Now, Mulligan and his team are putting their focus elsewhere, primarily with a small spinout business from Maynooth University. Avectus is developing a technology to help treat cancer patients by making cells extracted from a patient permeable temporarily, allowing them to be re-engineered to attack cancers before being infused back into the body.
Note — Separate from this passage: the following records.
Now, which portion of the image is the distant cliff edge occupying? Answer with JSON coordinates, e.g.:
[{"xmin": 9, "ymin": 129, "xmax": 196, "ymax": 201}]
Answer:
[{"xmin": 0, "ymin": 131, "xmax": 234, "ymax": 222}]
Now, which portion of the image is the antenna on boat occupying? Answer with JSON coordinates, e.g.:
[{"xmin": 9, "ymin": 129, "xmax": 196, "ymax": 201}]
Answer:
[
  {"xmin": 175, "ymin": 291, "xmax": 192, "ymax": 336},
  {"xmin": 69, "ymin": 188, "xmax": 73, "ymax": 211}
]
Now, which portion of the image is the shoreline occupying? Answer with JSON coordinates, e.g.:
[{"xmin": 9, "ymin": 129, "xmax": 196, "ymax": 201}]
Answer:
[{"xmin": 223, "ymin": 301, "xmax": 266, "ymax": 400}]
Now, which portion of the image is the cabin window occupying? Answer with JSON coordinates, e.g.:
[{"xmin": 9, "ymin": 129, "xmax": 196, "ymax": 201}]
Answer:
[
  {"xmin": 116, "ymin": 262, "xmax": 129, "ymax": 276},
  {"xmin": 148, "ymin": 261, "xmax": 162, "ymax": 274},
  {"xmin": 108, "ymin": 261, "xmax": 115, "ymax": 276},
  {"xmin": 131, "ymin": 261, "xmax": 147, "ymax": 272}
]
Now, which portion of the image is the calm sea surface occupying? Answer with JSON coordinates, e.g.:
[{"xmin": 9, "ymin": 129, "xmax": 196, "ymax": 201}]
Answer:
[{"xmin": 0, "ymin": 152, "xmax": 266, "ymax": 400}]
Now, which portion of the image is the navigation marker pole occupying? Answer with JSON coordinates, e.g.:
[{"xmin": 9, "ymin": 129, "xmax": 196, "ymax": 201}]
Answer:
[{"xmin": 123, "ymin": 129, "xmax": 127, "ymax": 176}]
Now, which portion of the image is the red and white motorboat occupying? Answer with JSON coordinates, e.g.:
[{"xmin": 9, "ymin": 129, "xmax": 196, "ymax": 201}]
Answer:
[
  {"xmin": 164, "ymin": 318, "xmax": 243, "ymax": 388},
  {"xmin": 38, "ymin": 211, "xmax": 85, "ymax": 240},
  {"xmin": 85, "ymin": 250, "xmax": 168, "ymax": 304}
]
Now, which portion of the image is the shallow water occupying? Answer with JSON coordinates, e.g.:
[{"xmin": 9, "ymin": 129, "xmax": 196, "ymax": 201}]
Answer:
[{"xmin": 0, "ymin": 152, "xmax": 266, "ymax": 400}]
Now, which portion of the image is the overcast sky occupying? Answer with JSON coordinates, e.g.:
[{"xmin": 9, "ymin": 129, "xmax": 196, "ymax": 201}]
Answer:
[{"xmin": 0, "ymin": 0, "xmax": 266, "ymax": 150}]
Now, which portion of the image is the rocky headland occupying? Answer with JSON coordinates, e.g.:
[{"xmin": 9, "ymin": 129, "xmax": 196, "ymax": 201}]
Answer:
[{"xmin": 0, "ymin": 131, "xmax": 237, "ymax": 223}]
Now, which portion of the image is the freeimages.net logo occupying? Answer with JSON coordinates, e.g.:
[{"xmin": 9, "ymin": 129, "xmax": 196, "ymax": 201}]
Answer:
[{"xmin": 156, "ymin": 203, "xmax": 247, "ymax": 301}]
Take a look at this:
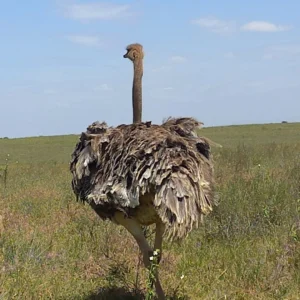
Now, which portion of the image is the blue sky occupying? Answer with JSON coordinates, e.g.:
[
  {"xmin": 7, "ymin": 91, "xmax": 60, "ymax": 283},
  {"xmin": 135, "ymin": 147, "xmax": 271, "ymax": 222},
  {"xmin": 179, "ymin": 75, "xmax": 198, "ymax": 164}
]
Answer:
[{"xmin": 0, "ymin": 0, "xmax": 300, "ymax": 137}]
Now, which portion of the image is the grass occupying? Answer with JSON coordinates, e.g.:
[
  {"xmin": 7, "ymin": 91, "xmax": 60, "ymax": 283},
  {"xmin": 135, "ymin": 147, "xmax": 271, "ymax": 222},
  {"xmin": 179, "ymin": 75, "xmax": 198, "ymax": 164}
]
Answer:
[{"xmin": 0, "ymin": 123, "xmax": 300, "ymax": 300}]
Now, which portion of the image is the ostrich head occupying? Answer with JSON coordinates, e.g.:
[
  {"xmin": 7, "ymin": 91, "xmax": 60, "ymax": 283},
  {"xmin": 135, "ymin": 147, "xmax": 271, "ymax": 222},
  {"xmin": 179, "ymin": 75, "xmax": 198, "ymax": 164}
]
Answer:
[
  {"xmin": 123, "ymin": 43, "xmax": 144, "ymax": 123},
  {"xmin": 123, "ymin": 43, "xmax": 144, "ymax": 62}
]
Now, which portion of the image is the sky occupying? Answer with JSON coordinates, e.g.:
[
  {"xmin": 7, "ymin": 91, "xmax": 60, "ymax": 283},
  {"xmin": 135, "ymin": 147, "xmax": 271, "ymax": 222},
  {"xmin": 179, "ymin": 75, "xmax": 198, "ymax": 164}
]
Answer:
[{"xmin": 0, "ymin": 0, "xmax": 300, "ymax": 137}]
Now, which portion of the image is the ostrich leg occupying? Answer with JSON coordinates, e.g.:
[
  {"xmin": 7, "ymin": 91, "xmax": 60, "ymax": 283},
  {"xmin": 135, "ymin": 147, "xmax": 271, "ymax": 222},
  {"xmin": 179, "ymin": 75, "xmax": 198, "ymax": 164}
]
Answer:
[
  {"xmin": 114, "ymin": 212, "xmax": 166, "ymax": 300},
  {"xmin": 154, "ymin": 222, "xmax": 165, "ymax": 299}
]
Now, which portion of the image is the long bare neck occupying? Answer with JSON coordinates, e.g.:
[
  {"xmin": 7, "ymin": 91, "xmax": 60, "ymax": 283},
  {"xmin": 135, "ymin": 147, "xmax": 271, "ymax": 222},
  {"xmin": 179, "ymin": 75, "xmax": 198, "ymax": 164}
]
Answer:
[{"xmin": 132, "ymin": 59, "xmax": 143, "ymax": 123}]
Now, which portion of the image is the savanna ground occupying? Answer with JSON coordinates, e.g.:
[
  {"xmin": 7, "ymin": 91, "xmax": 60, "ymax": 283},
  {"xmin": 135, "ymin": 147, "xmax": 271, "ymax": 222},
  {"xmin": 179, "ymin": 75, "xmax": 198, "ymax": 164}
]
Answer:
[{"xmin": 0, "ymin": 123, "xmax": 300, "ymax": 299}]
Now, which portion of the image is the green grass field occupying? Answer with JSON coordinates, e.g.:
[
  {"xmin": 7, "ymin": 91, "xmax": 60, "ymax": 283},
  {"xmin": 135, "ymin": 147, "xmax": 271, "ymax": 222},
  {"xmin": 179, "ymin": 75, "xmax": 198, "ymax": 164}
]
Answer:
[{"xmin": 0, "ymin": 123, "xmax": 300, "ymax": 300}]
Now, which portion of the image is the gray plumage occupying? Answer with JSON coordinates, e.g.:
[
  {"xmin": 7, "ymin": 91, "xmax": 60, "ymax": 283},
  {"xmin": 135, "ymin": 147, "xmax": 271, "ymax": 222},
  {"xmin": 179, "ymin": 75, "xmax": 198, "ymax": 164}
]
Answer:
[{"xmin": 70, "ymin": 118, "xmax": 214, "ymax": 239}]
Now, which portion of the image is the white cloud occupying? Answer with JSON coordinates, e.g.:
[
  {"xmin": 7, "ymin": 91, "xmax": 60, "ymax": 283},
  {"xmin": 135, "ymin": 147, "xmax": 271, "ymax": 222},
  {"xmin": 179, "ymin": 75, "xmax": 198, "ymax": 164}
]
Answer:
[
  {"xmin": 44, "ymin": 89, "xmax": 57, "ymax": 95},
  {"xmin": 263, "ymin": 45, "xmax": 300, "ymax": 60},
  {"xmin": 170, "ymin": 55, "xmax": 187, "ymax": 63},
  {"xmin": 94, "ymin": 83, "xmax": 112, "ymax": 91},
  {"xmin": 192, "ymin": 17, "xmax": 236, "ymax": 33},
  {"xmin": 224, "ymin": 52, "xmax": 235, "ymax": 59},
  {"xmin": 66, "ymin": 35, "xmax": 101, "ymax": 46},
  {"xmin": 241, "ymin": 21, "xmax": 291, "ymax": 32},
  {"xmin": 65, "ymin": 2, "xmax": 131, "ymax": 21},
  {"xmin": 152, "ymin": 65, "xmax": 171, "ymax": 73}
]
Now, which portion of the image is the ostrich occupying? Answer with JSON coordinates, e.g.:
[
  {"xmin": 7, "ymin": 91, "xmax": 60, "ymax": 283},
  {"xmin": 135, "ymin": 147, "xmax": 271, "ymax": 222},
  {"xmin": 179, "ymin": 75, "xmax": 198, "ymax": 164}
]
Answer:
[{"xmin": 70, "ymin": 44, "xmax": 215, "ymax": 299}]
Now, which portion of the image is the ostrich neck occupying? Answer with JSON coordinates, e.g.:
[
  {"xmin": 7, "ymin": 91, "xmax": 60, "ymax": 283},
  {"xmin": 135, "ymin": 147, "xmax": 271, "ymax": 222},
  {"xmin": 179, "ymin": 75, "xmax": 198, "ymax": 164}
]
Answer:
[{"xmin": 132, "ymin": 59, "xmax": 143, "ymax": 123}]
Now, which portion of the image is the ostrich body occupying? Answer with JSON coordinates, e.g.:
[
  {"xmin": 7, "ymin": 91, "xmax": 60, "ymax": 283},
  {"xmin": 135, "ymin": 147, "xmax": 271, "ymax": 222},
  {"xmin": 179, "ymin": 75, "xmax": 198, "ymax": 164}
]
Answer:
[{"xmin": 70, "ymin": 44, "xmax": 214, "ymax": 299}]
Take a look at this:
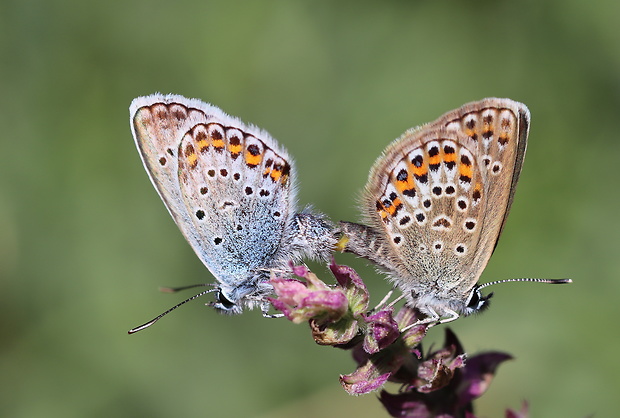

Although it is ambitious, Mulligan has the track record which suggests this, too, could succeed.
Fergal Leamy – Coillte
It was the windfall for State forestry company Coillte that led to chief executive Fergal Leamy picking up the award in September.
The company sold its stake in four wind farms to Dublin-listed Greencoat Renewables for €136 million early in the month, beating a target price of €125 million the group set for the assets when they brought them to market in March.
Particularly impressive was the fact Coillte invested €25 million in the wind farms over the past four year, with the sales giving them a substantial windfall in which the State would share, with Coillte planning to increase its dividend to the Government this year.
Greencoat agreed to buy Coillte’s 50 per cent stakes in wind farms at Raheenleagh, Co Wicklow, Cloosh Valley, Co Galway, and Castlepool, Co Cork, and 25 per cent of Sliabh Bawn wind farm, Co Roscommon. Between them they can generate up to 105 megawatts of electricity.
The company also increased its revenues by 16 per cent in the first half of 2018 as a result of changes to the operation of the business over the past three years, a multimillion euro investment in new technology and a focus on higher-margin timber products.
The wind-farm sale allows the group end the year practically debt free as it gears up to invest significantly in. According to Leamy, Coillte could invest between €500 million and €1 billion over the next 10-15 years, with a focus on timber and renewable energy.
More recently, Coillte has been in talks with the ESB which could spark an investment in further wind farms, generating enough electricity to power more than 500,000 homes.
Leamy took over as chief executive of Coillte in 2015, joining from private equity group Terra Firma where he was chief executive of an Australian portfolio business, Consolidate Pastoral Company.
Prior to that, he worked with Irish food group Greencore at its US operations and previously with consultants McKinsey & Company. A graduate of University College Dublin and IMD Business School in Switzerland, Leamy is due to leave Coillte in June. In any event, he has most certainly left his mark at the State-owned company.